Technik. - In unserer Serie über tolle Ideen, von denen man später nicht mehr viel gehört hat, gehen wir heute in den Untergrund. Vor etwa fünf Jahren sorgten Bochumer Ingenieure mit ihrem Vorschlag für Aufsehen, den Güterverkehr unter die Erde zu verlegen: Cargo Cap – eine unterirdische Rohrpost für den Warentransport. Forschung aktuell hat die Labors besucht.

Von Sascha Ott |
    "Renaissance der Rohrpost" und "Die Zukunft liegt im Untergrund" – so und ähnlich euphorisch lauteten die Schlagzeilen. Es war Ende 1999 als Prof. Dietrich Stein von der Fakultät für Bauingenieurswesen der Ruhr-Universität Bochum seine Idee von Cargo Cap der Öffentlichkeit vorstellte. Vielleicht war die Stimmung für futuristische Visionen so kurz vor der Jahrtausendwende besonders günstig. Denn von den Reaktionen war Stein selbst überrascht.
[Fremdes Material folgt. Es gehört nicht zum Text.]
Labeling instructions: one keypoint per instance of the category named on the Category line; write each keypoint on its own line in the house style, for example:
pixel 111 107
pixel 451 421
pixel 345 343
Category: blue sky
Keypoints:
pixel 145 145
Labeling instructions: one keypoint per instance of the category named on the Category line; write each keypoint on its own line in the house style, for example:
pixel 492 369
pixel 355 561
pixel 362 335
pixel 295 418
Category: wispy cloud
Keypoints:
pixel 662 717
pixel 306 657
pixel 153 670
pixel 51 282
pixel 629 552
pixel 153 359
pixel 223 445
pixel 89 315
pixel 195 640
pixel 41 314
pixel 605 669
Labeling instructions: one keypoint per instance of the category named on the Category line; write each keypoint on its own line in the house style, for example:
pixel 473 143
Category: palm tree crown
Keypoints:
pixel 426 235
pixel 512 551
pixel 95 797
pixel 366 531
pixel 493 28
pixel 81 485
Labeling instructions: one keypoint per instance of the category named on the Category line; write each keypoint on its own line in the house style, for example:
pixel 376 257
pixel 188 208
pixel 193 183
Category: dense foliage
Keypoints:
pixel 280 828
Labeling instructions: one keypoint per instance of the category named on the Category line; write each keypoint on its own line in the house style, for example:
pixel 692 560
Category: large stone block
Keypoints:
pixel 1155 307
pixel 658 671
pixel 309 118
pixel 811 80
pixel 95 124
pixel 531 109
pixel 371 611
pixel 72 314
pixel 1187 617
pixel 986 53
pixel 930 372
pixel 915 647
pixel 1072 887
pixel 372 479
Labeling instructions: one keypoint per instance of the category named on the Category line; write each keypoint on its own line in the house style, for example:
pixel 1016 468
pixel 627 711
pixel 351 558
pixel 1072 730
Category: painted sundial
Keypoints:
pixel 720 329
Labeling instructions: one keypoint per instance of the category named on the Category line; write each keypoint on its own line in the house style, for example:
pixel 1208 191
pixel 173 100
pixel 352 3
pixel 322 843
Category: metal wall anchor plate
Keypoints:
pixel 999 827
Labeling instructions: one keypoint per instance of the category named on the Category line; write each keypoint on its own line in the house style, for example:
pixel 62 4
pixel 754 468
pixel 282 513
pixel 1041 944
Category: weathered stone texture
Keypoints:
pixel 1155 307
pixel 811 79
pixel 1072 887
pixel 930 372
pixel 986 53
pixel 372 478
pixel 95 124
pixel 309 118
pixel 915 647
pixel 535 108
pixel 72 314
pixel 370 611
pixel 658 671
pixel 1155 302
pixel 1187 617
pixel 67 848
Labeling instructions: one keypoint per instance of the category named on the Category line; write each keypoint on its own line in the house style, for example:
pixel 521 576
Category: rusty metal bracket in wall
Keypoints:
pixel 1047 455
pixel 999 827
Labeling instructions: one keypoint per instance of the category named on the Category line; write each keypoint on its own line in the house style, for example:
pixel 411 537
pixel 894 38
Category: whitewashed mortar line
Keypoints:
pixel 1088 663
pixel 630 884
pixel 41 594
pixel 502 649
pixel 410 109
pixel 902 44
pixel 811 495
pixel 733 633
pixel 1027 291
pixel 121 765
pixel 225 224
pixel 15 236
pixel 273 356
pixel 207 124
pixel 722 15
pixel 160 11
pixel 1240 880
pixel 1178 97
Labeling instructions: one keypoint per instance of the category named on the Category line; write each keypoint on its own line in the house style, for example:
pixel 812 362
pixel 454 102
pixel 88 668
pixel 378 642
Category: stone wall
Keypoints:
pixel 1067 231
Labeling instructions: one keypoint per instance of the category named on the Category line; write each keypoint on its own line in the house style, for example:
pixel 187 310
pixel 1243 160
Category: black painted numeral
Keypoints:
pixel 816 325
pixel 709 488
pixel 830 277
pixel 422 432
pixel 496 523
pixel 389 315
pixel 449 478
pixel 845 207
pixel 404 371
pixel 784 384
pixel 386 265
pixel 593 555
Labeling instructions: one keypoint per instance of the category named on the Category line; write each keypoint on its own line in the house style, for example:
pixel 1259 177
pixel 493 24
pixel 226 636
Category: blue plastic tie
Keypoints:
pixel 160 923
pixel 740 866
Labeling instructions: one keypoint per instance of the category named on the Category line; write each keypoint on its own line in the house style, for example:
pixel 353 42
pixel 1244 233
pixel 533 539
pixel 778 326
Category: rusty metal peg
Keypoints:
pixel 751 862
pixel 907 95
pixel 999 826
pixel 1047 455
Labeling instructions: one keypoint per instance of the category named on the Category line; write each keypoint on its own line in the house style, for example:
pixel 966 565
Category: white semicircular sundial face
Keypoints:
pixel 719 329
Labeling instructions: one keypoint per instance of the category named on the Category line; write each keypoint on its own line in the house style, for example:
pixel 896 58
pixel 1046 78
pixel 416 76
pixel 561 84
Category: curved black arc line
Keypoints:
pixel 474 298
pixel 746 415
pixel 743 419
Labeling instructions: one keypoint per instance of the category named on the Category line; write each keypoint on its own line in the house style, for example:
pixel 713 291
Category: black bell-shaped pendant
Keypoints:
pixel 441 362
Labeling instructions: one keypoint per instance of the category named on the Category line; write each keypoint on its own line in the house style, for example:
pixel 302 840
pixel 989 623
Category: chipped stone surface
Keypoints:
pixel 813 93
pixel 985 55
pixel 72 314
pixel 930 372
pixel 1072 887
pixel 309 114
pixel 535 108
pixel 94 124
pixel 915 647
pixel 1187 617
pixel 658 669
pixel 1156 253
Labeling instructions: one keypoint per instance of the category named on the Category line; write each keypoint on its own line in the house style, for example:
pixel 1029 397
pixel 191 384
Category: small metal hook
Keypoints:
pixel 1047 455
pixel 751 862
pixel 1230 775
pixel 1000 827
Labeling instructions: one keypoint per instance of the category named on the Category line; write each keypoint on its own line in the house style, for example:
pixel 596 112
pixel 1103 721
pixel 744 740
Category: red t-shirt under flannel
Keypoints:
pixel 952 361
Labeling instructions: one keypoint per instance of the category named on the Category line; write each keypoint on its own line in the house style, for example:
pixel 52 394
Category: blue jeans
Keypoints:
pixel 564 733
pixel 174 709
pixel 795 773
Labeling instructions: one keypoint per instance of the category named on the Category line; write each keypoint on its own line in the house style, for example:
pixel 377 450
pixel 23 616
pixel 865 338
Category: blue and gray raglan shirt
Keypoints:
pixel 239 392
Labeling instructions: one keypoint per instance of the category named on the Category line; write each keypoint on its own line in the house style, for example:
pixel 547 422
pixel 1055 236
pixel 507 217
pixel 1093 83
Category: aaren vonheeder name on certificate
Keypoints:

    Ich hatte mich anfangs eigentlich davor gefürchtet, mit dieser Idee an die Öffentlichkeit zu gehen, weil man sehr, sehr schnell als Spinner oder Scharlatan abgetan wird. Ich habe dann aber feststellen können, dass diese Idee in weitesten Teilen der Bevölkerung bis hin zur Presse ungeheuer viel Sympathie fand.

    In mannshohen Röhren sollten motorisierte Kapseln beladen mit zwei Euro-Paletten ihr Ziel erreichen. Zunächst war eine 80 Kilometer lange Trasse unter dem Ruhrgebiet geplant. Später dann sollten auch einzelne Haushalte im Keller ihren Anschluss an das Cargo-Cap-Netz erhalten. Aber dann kam der Rückschlag: Der nordrhein-westfälische Landtag ließ 2002 ein Gutachten über die Chancen von Cargo Cap erstellen.

    Und dieses Gutachten kam zu sehr negativen Aussagen aufgrund aus unserer Sicht schwerer handwerklicher Fehler. Aber es war dann maßgeblich bei der Entscheidung, ob man dieses Vorhaben weiter fördert oder nicht. Und so wurden dann im Dezember 2002 die Fördermittel gestrichen.

    Aber Dietrich Stein und seine Kollegen machten trotzdem weiter. Und wurden belohnt: Vor einem Jahr genehmigte das Wissenschaftsministerium in Düsseldorf eine neue Förderung. Das Projekt kam wieder richtig ins Rollen.

    In einer Werkstatthalle der Ruhr-Uni stehen bereits einige Meter Gleise und eine Weiche. Hier testet der Ingenieur Lutz Hohaus, wie die Kapseln am sichersten von der Haupttrasse auf eine Nebenstrecke abbiegen können.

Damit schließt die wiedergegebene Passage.